Ages of cable TV shoppers. Cable TV’s Home Shopping Network (HSN) reports that the average age of its shoppers is 52 years. Suppose you want to test the null hypothesis,\({H_0}:\mu = 52\), using a sample of\(n = 50\) cable TV shoppers.

a. Find the p-value of a two-tailed test if\(\overline x = 53.3\)and\(s = 7.1\)

b. Find the p-value of an upper-tailed test if\(\overline x = 53.3\)and\(s = 7.1\)

c. Find the p-value of a two-tailed test if\(\overline x = 53.3\)and\(s = 10.4\)

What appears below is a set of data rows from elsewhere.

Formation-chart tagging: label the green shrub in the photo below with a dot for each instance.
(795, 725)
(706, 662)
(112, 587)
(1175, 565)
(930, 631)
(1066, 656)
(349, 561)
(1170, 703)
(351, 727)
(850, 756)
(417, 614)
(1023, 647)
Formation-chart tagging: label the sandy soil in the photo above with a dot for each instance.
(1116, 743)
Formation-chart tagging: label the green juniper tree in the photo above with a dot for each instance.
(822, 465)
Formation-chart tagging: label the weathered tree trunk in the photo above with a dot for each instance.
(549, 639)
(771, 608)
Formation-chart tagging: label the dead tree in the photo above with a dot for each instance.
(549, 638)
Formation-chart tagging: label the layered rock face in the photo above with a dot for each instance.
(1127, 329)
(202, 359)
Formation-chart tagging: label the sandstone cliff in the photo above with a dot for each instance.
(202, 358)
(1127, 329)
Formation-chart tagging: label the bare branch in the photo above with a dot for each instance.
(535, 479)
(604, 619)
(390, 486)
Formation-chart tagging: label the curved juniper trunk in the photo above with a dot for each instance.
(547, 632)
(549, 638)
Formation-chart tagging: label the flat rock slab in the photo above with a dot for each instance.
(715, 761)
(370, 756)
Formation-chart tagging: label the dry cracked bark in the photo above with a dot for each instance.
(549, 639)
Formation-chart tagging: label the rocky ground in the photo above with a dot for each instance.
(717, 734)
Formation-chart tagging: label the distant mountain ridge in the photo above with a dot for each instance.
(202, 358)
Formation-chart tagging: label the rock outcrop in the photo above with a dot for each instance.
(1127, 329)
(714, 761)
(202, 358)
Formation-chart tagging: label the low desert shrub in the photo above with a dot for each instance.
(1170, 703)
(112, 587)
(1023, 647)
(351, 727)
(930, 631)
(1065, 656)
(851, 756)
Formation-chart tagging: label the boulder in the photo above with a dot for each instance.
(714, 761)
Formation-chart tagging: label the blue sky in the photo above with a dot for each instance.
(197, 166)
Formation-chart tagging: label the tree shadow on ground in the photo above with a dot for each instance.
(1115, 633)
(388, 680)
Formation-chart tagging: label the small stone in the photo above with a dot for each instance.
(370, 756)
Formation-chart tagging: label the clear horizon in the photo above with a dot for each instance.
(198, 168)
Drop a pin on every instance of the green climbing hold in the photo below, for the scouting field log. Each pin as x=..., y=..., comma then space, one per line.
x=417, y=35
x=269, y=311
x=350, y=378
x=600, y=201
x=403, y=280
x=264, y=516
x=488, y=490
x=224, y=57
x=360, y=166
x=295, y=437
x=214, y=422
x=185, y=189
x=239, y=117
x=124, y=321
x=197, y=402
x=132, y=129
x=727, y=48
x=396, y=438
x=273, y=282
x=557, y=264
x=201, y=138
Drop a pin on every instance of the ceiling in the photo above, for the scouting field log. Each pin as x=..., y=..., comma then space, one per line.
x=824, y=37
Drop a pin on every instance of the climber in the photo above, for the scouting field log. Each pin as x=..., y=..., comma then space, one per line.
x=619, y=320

d. For each of the tests, parts a–c, give a value of\(\alpha \)that will lead to a rejection of the null hypothesis.

e. If\(\overline x = 53.3\), give a value of s that will yield a two-tailed p-value of 0.01 or less.

It is given that the sample mean is 53.3 and standard deviation is 7.1. Also, the sample size is 50.

Apvaluealso known as the probability value, indicates how likely it is that your data occurred under the null hypothesis. This is accomplished by computing the probability of your test statistic, which is the number calculated by a statistical test based on your data.

a.

Here, \(\overline x = 53.3\) and \(s = 7.1\)

Also, the null and the alternative hypotheses are

\(\begin{aligned}H { _0}:\mu = 52\\H{ _a}:\mu \ne 52\end{aligned}\)

Since, test statistic is calculated using the following formula,

\(z = \frac{{\overline x - \mu }}{{\frac{s}{{\sqrt n }}}}\)

Therefore,

\(\begin{aligned}z &= \frac{{5.33 - 52}}{{\frac{{7.1}}{{\sqrt {50} }}}}\\ &= \frac{{1.3}}{{1.0041}}\\ &= 1.294\end{aligned}\)

Now, from the standard normal table, p-value for two tailed test is 0.1954.